You have to appreciate the contrasting colors you see in Moab.

Hacienda near the OK RV Park on Spanish Trail Road.

Another hacienda on Spanish Trail Road.

This gate entrance is to a hacienda at the base of the mountains east of Moab.

Wednesday, August 20, 2014

Sunset to Moab

We left Sunset, Utah yesterday morning in the rain heading for Moab. It was steady rain and moderate traffic south on I-15 through Salt Lake City, American Fork, Orem, Provo and into Spanish Fork. At Spanish Fork we went east on US 6 through the Wasatch Mountains. The rain eased up some during this stretch of the journey, but it was overcast all day. US 6 goes east and south on winding roads with slow climbs and fast descents. Then we went through Price on the way to I-70 where we turned east passed Green River and on for about 50 miles, then south on US 191 past Canyonlands and Arches National Parks and on to Moab.
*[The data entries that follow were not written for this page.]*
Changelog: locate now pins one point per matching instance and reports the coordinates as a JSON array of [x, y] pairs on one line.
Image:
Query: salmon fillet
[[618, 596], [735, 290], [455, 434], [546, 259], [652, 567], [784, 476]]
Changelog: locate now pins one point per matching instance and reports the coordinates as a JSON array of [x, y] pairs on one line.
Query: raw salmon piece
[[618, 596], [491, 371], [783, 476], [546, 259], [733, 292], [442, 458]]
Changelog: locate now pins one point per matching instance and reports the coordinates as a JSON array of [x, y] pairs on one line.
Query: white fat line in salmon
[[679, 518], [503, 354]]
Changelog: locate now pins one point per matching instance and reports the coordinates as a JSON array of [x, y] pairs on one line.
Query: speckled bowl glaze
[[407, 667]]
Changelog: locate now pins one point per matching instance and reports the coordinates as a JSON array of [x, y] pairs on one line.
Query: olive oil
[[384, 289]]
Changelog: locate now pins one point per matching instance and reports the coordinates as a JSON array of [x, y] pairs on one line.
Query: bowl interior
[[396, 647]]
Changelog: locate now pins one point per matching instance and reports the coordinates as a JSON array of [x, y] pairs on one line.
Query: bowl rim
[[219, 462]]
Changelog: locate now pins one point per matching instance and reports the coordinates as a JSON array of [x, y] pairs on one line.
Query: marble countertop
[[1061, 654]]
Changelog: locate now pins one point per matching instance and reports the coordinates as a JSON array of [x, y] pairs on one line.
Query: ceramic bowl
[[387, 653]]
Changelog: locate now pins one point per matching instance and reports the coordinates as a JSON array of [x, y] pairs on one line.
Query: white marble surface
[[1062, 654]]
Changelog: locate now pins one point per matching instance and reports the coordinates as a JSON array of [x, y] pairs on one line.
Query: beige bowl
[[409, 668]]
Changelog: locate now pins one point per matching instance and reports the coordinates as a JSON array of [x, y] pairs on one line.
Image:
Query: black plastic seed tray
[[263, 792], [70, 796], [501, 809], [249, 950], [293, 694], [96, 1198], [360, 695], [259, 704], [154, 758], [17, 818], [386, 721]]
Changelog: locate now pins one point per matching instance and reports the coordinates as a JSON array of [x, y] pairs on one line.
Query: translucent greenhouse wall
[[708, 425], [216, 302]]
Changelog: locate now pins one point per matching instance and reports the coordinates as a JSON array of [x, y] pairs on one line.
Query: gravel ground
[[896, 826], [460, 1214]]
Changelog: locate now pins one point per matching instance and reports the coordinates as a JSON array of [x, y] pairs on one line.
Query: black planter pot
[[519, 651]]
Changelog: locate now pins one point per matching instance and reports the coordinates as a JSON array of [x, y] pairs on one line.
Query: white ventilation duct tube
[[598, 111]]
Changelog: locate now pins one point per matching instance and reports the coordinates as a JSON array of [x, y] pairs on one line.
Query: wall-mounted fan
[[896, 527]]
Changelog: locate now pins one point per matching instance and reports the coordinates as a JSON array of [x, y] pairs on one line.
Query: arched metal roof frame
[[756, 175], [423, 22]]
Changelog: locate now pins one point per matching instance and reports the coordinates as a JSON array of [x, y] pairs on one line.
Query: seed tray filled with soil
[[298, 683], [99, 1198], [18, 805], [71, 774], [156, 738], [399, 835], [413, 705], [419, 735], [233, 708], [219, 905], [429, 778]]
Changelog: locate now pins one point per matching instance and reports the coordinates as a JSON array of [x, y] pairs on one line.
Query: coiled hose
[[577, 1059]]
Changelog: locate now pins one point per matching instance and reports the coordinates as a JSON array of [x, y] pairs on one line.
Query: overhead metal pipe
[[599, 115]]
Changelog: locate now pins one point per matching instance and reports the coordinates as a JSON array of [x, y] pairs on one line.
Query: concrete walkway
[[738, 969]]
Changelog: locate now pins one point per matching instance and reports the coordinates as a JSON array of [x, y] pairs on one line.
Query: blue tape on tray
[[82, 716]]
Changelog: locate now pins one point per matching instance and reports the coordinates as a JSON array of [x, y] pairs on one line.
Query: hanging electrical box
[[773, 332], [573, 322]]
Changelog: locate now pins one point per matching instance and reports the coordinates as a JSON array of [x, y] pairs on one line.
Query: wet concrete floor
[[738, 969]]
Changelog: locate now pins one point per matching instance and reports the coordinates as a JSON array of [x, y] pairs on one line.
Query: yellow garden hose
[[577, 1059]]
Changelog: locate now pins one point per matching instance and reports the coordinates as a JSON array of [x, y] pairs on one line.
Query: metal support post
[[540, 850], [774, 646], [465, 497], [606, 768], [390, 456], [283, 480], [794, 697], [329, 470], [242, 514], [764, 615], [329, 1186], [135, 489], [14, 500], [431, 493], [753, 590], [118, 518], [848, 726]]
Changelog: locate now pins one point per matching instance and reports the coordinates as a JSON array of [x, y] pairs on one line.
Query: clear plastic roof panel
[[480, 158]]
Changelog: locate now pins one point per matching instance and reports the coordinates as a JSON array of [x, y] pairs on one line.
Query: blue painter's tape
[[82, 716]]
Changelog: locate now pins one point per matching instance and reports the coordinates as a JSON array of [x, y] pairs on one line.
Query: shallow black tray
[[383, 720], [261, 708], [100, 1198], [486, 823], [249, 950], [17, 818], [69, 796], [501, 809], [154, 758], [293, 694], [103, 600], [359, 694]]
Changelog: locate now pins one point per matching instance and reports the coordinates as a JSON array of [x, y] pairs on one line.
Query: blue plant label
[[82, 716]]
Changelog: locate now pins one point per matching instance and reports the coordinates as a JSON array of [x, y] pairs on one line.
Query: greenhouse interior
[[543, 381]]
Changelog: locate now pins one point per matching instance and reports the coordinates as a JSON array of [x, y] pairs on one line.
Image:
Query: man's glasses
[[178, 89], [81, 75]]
Kathi did manage to take a few pictures trough the windshield as we drove through the mountains, though it was overcast all day. Even in this weather the colors were special to see. In the Wasatch Mountains we saw mostly yellow and tan rock with a lot of dark green trees. The further south we went the rock colors showed more oranges and into reds and deep brown and less vegetation. Then as you approach Moab you see bright reds and lime greens on the mountains along the road.


Another mountain pass

See the railroad tunnels just above Kathi's rear view mirror.

Through a mountain pass

I love pictures of the long road ahead.

My view as I sit at my computer writing this blog entry.
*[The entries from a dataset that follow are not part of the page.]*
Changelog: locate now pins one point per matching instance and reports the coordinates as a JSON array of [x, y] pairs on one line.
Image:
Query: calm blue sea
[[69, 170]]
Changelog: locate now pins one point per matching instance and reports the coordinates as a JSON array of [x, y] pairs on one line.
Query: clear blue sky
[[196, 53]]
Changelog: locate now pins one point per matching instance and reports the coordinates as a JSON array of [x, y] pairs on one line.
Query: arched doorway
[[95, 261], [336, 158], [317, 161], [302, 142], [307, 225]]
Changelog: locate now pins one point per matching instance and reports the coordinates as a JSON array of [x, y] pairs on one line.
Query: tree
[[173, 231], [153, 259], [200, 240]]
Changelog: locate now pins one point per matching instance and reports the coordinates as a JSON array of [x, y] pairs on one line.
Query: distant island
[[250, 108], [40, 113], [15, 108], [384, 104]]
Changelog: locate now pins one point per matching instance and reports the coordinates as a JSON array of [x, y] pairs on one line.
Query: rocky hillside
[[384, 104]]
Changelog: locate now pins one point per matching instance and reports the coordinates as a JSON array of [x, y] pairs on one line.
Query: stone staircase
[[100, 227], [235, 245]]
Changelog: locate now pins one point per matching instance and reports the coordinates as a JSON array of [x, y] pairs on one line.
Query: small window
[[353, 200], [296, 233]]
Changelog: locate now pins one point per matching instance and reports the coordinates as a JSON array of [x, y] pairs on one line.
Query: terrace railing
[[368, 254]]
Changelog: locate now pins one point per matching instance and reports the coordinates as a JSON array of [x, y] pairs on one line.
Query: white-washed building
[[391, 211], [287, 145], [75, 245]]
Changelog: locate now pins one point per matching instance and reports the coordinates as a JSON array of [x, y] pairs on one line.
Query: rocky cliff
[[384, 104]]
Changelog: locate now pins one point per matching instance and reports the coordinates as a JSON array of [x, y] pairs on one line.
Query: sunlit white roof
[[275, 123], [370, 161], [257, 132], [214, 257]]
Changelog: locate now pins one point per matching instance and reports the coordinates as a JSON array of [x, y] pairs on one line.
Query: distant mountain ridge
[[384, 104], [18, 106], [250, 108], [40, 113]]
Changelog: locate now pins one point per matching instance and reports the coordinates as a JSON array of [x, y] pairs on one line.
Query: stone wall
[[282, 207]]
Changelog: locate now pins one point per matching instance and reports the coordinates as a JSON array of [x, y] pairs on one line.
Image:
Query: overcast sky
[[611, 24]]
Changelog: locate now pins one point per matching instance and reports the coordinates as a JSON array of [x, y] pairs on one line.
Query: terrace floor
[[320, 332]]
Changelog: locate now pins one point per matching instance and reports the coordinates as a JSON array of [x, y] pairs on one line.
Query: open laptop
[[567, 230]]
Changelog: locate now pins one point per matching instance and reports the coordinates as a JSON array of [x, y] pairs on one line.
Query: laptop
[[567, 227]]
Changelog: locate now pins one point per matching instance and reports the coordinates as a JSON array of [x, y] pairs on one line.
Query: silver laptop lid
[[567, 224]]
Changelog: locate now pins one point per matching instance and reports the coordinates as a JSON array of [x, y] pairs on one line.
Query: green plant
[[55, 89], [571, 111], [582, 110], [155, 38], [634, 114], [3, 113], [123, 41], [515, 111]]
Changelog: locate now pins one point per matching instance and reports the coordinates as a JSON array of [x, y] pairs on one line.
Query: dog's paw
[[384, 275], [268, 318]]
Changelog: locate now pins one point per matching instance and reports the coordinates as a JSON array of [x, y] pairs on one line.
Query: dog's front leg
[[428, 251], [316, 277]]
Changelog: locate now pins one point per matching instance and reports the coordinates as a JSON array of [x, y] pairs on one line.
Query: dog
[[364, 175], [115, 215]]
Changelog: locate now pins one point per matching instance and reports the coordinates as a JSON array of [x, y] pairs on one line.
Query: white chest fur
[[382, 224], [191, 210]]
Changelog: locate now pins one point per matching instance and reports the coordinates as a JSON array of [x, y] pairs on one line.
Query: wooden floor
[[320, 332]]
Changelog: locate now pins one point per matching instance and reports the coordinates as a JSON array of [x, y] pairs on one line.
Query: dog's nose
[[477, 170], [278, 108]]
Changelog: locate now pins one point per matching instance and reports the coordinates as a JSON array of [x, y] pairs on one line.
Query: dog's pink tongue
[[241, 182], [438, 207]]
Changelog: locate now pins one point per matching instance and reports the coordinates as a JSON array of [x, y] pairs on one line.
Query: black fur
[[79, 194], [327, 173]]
It was another great drive that Kathi and I enjoyed. How can you not love the mountains? We saw many empty spaces available in all of the RV parks in Moab. I guess this is not the place to be in August. After we parked we had a hard rain for about an hour that washed the road film and grime off our motorhome. Left over roast and mashed potatoes for dinner ended another fun RV travel day.


Monday, August 18, 2014

Snow Basin

All repairs have been completed for our motorhome, so Kathi and I will be leaving tomorrow for Moab, Utah.

Today I will discuss another ski resort in the area. Kathi and I visited Snow Basin in April 2011. Snow basin in about 30 miles north of Salt Lake City and 10 miles east of Ogden. We had an opportunity to talk to one of the security personnel who gave us a rundown on the ski trails and resort amenities.  The resort was closed at the time, except for beginner ski training.

Snow basin features Mount Ogden with towers above 9,000 feet in elevation. This resort hosted the 2002 Winter Olympics and Para-Olympics. Lodging needs are met via a partnership with Lakeside Resort Properties located a few minutes drive down the mountain.

Amenities include three world class lodges, Needles Lodge, John Paul Lodge and Earl's Lodge. Earl's was erected just before the 2002 Olympics. Gondolas include Strawberry Express, Middle Bowl, Needles Express and John Paul Express.

Gondola for Needles which share the building with the John Paul

Easter brunch sign with a look at the inside of the lodge.

One of the lodge building at the base of the mountain.

View of Resort buildings at parking lot level.


Wildflower Meadow
Summer fare offers gondola rides, guided tours, bicycle trails and hiking trails. They also hold several wedding per year in the resort.